Our interpretations around our current pandemic situation and unknown future are vast and creative. We are fueling our already somewhat static beliefs with anything that will make us right about those same beliefs. Some of us are even going so far down the rabbit hole that there is a newfound sense of belonging, simply because others are on board a particular narrative. We start re-tweeting, sharing, and talking about it. At some point, we even lose track of what our initial underlying belief was in the first place.
When we are unclear of what our purpose, passion and core principles are, it is easy to first bounce around to see what sticks, then, before we realize it, we are being thrown in all kinds of directions.
Social media, through algorithms and artificial intelligence, predicts and delivers what it perceives we want to hear. We become the victim to others’ narrative, to misinformation, to biased politics, and to conspiracy theories.
This information is being served on a silver platter with a bow on it. And given we have nothing better to do during stay at home orders, we engulf it, marinate in it, obsess over it, and without realizing it, our own narrative and language begin to change. We become someone else, and thereby changing the trajectory of our future...we begin writing a different story.

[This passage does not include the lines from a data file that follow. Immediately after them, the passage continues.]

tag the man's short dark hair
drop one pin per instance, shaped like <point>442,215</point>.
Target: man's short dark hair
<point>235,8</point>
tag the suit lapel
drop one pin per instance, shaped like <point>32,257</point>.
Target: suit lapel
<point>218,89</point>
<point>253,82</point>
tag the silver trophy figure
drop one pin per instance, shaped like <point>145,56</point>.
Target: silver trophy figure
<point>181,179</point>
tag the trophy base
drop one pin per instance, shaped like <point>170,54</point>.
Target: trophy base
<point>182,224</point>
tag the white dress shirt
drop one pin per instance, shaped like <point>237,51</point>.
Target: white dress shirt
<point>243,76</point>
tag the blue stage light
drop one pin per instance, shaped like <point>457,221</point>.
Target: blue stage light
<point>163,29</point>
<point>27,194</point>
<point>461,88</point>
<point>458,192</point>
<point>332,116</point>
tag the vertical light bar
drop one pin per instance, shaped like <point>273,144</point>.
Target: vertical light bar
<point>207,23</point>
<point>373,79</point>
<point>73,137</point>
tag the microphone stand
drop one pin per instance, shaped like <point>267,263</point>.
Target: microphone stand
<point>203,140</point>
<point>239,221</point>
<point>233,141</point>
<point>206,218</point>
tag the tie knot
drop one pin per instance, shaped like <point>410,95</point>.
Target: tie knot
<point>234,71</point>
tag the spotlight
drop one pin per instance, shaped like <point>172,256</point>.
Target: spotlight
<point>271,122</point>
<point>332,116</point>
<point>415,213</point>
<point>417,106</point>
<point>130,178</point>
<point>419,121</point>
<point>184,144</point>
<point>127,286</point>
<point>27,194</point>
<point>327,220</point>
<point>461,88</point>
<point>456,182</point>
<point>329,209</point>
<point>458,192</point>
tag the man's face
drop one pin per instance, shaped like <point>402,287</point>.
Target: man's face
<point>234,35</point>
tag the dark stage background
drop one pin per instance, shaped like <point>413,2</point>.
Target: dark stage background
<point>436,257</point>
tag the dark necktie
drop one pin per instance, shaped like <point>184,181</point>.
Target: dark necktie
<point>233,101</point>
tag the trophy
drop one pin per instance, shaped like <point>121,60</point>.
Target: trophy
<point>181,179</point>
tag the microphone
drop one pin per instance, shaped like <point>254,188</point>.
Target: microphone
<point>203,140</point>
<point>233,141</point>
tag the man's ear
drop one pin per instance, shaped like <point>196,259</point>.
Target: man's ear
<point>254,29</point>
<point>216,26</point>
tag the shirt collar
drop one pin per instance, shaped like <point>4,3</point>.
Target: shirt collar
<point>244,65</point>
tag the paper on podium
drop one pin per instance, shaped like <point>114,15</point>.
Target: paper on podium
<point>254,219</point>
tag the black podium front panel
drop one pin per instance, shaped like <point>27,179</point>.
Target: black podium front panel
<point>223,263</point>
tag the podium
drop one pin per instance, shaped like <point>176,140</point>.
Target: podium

In my book Source Movement, I share about the five principles I live by to be the source, or context, to create peace on the planet in my lifetime. They are, Integrity, Responsibility, Gratitude, Service and Community. No matter what I do, I check in with these principles to make sure my ship is still on course towards my vision of peace. Lately, compassion has also had a huge part in how I respond to life’s challenges. If I find myself going down a rabbit hole that generate egoic thoughts such as “I’m better than”, “I don’t matter”, or “It’s your fault”, I simply re-ground myself using my principles.
So what does all this have to do with “being out of chocolate?” (See title)
Well, it’s about learning how to master how we respond to what is. When we become aware that we have full control over our own interpretation (which in turn generates how we feel about it), we can choose to work with what’s in front of us, rather than resist, reject and react. Abraham Hicks says in a talk about appreciation, that when we go to a restaurant and the menu is not to our liking, look for that one dish that you can get excited about. Then focus ONLY on that and be grateful for it. Work with what’s presented, with what is, and make it great rather than resisting based on our perceived “story.”
If we chose to look at our life as a story, or a play, or a book we’re writing, we can actually choose how we want it to play out. How will your character act during this play “The Pandemic”?
We can’t really rewrite history, we can only alter the present (how we respond to it) and the future (what’s generated out of how we respond to it). Right now, we’re in a chapter where the scene is set up based on our pre-pandemic awareness and prior conscious or unconscious character choices.
Look at it this way; you are preparing for a dinner party, setting the table, decorating, cooking, choosing the perfect wine, etc. Your final result will mirror back your efforts and intentions leading up to the dinner. You will find yourself in a scene that’s set up by you. Your context will create the content. In any given moment, you can alter the future outcome of that dinner party. Even if a guest shows up with bad news or in an agitated mood, you can choose how to RESPOND to what is, rather than react and as a result become the victim to what’s occurring in YOUR play. Instead, make it a part of the narrative, make it the twist in your plot, then create from this new revelation.
With that said, and since they’re out of chocolate, I’m now going to enjoy my vanilla ice cream fully!